In particular, it's impossible for many filters to work with
reachability bitmaps, because the bitmap result doesn't provide enough
information. E.g., we can't evaluate a path-based sparse filter without
actually walking the trees to find out which objects are referred to at
which paths.

But in some cases the bitmaps _do_ give enough information, and it's
just a weakness of our implementation. E.g., it's easy to remove all of
the blobs from a bitmap result. So this patch series implements some of
the easier filters, while providing a framework for the bitmap code to
say "nope, that filter is too complex for me" so we can fallback to a
non-bitmap path.

One thing I'm not wild about is that this basically creates a parallel
universe of filter implementations, as nothing is shared with the
code in list-objects-filter.c (beyond the option parsing stage).
But if you look at the implementations in patches 11 and 12, I think
that's how it has to be in order to be efficient. The existing filters
are inherently about hooking into the traversal, and the whole point of
reachability bitmaps is to avoid that traversal.
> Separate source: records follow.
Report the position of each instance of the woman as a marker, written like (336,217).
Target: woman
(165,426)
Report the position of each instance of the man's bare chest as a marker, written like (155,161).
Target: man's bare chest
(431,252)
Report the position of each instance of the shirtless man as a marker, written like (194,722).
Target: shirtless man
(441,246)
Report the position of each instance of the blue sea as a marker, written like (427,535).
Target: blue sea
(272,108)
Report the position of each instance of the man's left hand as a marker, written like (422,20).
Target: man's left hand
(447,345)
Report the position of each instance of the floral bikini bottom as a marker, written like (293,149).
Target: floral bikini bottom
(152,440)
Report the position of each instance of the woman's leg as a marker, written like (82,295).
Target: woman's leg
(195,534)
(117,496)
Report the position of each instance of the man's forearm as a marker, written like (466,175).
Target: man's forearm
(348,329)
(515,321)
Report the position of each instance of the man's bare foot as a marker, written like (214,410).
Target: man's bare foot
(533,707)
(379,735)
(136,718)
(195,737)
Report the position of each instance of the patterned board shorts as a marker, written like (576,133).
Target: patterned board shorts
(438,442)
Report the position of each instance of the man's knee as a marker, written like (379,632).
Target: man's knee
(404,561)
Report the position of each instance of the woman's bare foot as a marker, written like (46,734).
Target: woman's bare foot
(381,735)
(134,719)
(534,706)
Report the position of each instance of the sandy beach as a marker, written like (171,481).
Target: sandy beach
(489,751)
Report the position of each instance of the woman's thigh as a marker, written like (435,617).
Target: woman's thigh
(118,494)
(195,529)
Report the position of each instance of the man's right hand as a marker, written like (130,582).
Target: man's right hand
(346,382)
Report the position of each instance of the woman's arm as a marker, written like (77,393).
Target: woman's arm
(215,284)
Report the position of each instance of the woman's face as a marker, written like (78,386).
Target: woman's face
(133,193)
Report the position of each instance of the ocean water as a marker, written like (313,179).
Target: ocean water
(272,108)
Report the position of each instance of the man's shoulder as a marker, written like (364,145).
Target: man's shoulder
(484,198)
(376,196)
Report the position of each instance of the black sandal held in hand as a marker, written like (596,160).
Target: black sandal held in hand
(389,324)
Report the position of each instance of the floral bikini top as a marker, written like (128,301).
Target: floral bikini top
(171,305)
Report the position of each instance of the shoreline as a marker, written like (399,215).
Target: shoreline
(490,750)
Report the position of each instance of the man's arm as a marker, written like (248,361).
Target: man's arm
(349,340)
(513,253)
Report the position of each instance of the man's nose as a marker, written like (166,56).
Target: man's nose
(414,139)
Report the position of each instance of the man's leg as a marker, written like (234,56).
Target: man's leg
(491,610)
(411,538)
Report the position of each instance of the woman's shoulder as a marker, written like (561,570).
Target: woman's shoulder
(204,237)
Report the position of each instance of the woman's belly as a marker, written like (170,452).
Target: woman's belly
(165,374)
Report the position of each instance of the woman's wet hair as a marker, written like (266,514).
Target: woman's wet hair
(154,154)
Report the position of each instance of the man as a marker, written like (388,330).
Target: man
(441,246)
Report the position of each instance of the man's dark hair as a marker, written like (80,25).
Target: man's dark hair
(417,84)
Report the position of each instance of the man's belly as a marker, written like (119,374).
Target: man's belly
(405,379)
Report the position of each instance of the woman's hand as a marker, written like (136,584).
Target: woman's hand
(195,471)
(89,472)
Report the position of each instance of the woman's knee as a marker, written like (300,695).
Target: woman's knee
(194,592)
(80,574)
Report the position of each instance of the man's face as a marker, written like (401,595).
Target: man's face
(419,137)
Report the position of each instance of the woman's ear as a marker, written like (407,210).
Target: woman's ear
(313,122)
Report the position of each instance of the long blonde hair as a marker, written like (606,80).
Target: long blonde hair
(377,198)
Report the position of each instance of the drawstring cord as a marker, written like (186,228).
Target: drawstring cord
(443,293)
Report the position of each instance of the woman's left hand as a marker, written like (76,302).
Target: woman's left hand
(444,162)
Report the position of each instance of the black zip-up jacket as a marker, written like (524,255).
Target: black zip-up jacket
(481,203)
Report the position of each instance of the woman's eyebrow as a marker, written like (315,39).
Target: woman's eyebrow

So I think the best we can do is carefully write bitmap-aware versions
of specific filters, and then fall back to a regular traversal as
necessary. I'd like to also give server providers some tools for
limiting which filters they're willing to support (so they can protect
themselves from people running expensive filters), but I've left that as
future work for now.

Here's an outline of the series:

  [01/13]: pack-bitmap: factor out type iterator initialization
  [02/13]: pack-bitmap: fix leak of haves/wants object lists

    Some related fixes and cleanups in the bitmap area.

  [03/13]: rev-list: fallback to non-bitmap traversal when filtering
  [04/13]: rev-list: consolidate bitmap-disabling options
  [05/13]: rev-list: factor out bitmap-optimized routines

    It's much easier to exercise this code via rev-list, so this is some
    refactoring around the bitmap support there.

  [06/13]: rev-list: make --count work with --objects
  [07/13]: rev-list: allow bitmaps when counting objects

    These two aren't strictly necessary for the topic at hand, but have
    been bugging me for years. And they were made simple by the earlier
    refactoring, and provide a handy test mechanism.

  [08/13]: pack-bitmap: basic noop bitmap filter infrastructure
  [09/13]: rev-list: use bitmap filters for traversal
  [10/13]: bitmap: add bitmap_unset() function

    More refactoring in preparation for supporting filters.

  [11/13]: pack-bitmap: implement BLOB_NONE filtering
  [12/13]: pack-bitmap: implement BLOB_LIMIT filtering

    Some actual filters (tested with rev-list support added earlier).

  [13/13]: pack-objects: support filters with bitmaps

    And finally turning on support for pack generation. The final
    numeric result is (using linux.git with blob:none):

      Test                              HEAD^               HEAD
      5310.9: simulated partial clone   38.94(37.28+5.87)   11.06(11.27+4.07) -71.6%

    which isn't too shabby.

 builtin/pack-objects.c             |   3 +-
 builtin/rev-list.c                 | 124 +++++++++++---
 ewah/bitmap.c                      |   8 +
 ewah/ewok.h                        |   1 +
 object.c                           |   9 ++
 object.h                           |   2 +
 pack-bitmap.c                      | 252 +++++++++++++++++++++++++----
 pack-bitmap.h                      |   4 +-
 reachable.c                        |   2 +-
 t/perf/p5310-pack-bitmaps.sh       |  14 ++
 t/t5310-pack-bitmaps.sh            |  20 +++
 t/t6000-rev-list-misc.sh           |  12 ++
 t/t6113-rev-list-bitmap-filters.sh |  77 +++++++++
 13 files changed, 468 insertions(+), 60 deletions(-)
 create mode 100755 t/t6113-rev-list-bitmap-filters.sh